Bundeskanzler Olaf Scholz hat angekündigt, dem Bundestag die Vertrauensfrage zu stellen, über die das Parlament am 15. Januar kommenden Jahres abstimmen soll. Ziel sei eine Neuwahl des Bundestages bis Ende März, machte Scholz deutlich. Den Weg und den Fahrplan dafür geben das Grundgesetz und das Bundeswahlgesetz vor.

Nach Artikel 68 der Verfassung kann der Bundeskanzler den Bundestag bitten, ihm das Vertrauen auszusprechen. Zwischen dem Antrag und der Abstimmung müssen 48 Stunden liegen. Ursprünglich war die Regelung dafür gedacht, dass sich der Kanzler des Rückhalts im Parlament vergewissern kann. Gleichzeitig handelt es sich aber auch um die einzige verfassungsmäßige Möglichkeit, unter einem amtierenden Kanzler Neuwahlen einzuleiten.

Denn wenn der Antrag nicht die Mehrheit aller Abgeordneten findet, kann Bundespräsident Frank-Walter Steinmeier auf Vorschlag des Kanzlers den Bundestag auflösen. Der Präsident ist dazu zwar nicht verpflichtet. In der Geschichte der Bundesrepublik kam es allerdings in allen Fällen, in denen das Parlament die Vertrauensfrage negativ beantwortete, zu dessen Auflösung.

Schulferien könnten Neuwahlen ausbremsen

Für eine Entscheidung über die Parlamentsauflösung hat der Bundespräsident 21 Tage Zeit, heißt es in Artikel 68 weiter. Bei einer Parlamentsauflösung muss die Neuwahl binnen weiterer 60 Tage stattfinden, schreibt Artikel 39 des Grundgesetzes vor. Die Bundestagswahl müsste demnach spätestens Anfang April angesetzt werden. Spätestens 30 Tage danach tritt der neue Bundestag zusammen.

Die Wahl muss an einem Sonntag stattfinden, den der Bundespräsident festlegt, wie es in Paragraph 16 des Bundeswahlgesetzes heißt. Alternativ ist auch ein gesetzlicher Feiertag als Wahltag erlaubt. Der Präsident folgt bei seiner Entscheidung traditionell der Empfehlung der Bundesregierung, die sich ihrerseits mit den Bundesländern und dem Bundestag sowie mit dessen Fraktionen abstimmt.

Oft werden dabei bereits geplante andere Wahltermine berücksichtigt. Eine Rolle kann dabei der Wunsch spielen, Wahltermine zu bündeln, um den Aufwand zu verringern. Andererseits können Parteien versuchen, einen Wahltermin taktisch so zu legen, dass ihnen beispielsweise ein erwarteter Erfolg bei einer Wahl Schwung für eine danach angesetzte Wahl verleiht oder eine erwartete Niederlage erst am Ende der Reihe folgt.
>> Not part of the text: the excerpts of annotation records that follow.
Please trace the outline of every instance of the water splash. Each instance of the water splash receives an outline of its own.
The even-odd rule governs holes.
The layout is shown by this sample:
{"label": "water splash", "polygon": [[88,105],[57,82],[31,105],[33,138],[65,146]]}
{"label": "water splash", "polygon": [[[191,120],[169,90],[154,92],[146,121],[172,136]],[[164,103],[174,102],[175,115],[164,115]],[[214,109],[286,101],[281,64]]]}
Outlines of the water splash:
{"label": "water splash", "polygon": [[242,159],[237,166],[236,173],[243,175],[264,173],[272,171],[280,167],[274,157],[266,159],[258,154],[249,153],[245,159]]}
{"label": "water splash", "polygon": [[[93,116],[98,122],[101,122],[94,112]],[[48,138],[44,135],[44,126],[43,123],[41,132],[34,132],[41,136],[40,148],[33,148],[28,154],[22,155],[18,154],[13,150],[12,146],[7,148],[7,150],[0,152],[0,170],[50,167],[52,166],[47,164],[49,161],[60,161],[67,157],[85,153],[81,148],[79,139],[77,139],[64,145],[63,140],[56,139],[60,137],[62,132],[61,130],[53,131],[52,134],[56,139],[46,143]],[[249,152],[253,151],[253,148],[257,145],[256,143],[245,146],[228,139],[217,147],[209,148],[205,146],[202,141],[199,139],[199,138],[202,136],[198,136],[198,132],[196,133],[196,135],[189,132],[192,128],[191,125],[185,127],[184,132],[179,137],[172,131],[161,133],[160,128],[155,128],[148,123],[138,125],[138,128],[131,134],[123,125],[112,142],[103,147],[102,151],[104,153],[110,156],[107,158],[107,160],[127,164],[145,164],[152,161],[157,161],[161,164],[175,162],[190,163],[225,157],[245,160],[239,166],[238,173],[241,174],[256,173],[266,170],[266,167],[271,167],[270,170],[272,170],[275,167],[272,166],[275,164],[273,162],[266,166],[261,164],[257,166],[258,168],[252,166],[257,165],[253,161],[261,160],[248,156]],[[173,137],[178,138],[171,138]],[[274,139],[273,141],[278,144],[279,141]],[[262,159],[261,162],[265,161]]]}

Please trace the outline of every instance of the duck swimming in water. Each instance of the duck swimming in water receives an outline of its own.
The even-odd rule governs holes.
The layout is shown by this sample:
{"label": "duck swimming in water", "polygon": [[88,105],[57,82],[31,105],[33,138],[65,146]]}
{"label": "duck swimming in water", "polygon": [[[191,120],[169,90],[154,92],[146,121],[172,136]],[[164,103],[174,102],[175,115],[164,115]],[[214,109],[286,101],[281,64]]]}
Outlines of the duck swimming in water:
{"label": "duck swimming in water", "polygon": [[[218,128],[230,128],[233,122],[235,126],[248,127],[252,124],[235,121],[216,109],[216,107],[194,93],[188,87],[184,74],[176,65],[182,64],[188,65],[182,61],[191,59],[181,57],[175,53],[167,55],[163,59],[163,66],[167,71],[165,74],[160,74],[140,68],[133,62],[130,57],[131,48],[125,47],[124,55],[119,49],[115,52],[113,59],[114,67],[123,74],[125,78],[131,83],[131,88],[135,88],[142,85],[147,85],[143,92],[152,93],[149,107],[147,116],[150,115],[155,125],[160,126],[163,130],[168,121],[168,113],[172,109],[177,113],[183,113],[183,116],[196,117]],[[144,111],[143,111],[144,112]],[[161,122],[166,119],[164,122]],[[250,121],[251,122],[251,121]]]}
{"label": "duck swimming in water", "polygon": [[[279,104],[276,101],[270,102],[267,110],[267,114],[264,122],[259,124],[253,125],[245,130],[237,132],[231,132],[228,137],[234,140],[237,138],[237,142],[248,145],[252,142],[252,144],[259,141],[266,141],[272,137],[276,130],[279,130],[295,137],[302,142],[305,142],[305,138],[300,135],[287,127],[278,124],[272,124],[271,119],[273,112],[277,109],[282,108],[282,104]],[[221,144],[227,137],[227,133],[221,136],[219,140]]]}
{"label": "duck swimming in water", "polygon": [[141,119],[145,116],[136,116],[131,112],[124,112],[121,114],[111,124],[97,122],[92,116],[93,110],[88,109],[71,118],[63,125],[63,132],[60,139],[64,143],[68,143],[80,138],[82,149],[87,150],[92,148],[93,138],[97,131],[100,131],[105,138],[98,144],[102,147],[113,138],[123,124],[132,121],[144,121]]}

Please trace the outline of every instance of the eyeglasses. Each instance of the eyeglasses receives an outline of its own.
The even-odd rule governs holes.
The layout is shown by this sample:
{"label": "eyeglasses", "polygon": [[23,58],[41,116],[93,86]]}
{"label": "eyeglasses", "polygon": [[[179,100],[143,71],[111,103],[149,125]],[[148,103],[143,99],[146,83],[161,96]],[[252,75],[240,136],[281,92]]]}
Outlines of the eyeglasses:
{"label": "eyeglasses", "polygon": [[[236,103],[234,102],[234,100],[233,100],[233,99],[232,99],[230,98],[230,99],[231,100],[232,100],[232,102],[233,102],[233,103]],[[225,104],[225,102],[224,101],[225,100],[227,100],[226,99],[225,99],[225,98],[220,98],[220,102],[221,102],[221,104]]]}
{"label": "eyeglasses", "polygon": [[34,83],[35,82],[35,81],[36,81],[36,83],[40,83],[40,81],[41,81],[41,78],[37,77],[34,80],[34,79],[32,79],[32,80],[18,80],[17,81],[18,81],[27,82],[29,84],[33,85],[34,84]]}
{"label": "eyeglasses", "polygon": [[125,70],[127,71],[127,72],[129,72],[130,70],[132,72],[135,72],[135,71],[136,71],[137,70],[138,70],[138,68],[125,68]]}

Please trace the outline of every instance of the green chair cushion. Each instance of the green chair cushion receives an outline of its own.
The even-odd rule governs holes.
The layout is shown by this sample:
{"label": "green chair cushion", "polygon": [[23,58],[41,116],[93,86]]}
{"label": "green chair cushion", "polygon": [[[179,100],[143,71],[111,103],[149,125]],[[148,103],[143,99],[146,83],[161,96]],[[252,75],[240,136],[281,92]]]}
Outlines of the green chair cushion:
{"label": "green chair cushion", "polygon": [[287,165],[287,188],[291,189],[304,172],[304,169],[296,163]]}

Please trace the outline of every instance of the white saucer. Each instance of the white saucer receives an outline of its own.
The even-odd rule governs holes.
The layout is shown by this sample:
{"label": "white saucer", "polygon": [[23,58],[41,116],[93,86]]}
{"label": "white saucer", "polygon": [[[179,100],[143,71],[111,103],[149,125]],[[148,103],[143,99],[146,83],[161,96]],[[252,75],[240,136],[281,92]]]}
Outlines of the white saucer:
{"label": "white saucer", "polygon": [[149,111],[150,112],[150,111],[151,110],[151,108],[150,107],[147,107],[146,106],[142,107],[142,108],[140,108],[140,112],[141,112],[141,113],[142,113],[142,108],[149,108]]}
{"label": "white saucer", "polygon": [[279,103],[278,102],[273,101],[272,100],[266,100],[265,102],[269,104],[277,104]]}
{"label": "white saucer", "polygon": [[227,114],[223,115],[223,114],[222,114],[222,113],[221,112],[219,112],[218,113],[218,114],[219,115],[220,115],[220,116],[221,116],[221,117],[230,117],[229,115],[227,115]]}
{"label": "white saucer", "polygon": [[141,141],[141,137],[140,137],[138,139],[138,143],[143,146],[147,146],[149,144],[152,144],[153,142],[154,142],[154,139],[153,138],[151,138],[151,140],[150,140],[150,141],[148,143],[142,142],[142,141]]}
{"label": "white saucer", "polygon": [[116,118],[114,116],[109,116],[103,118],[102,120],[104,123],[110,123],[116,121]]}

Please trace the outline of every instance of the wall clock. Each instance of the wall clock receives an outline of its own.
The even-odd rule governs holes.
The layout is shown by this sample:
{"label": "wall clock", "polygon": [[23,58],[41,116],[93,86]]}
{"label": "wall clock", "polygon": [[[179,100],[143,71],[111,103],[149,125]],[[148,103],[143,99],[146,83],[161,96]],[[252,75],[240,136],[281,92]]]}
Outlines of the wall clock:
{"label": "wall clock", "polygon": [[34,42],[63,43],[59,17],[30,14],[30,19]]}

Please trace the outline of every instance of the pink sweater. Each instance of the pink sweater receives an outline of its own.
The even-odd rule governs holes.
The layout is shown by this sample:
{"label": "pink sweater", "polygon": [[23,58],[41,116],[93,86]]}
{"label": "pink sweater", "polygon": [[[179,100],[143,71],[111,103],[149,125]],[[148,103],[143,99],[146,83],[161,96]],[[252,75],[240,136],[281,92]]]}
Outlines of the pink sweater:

In den ersten Monaten des kommenden Jahres wird ein Landesparlament gewählt: Die Bürgerschaft der Hansestadt Hamburg soll am 2. März neu bestimmt werden. Allerdings wird an diesem Sonntag in anderen Regionen Karneval, Fastnacht beziehungsweise Fasching gefeiert. Zudem liegen von Ende Januar bis Anfang März fast durchgehend verschiedene Schulferien in mehreren Bundesländern. In solchen Zeiträumen werden Wahlen traditionell vermieden.

Regierungswechsel auch ohne Neuwahl möglich

In der Geschichte der Bundesrepublik haben bereits einige Kanzler und ihre Parteien diesen Weg zu Neuwahlen eingeschlagen - in der Erwartung, daraus gestärkt hervorzugehen. Nun allerdings müssten bisherigen Umfragen zufolge SPD und Grüne wie auch ihr ehemaliger Koalitionspartner FDP bei einer Bundestagswahl herbe Verluste befürchten.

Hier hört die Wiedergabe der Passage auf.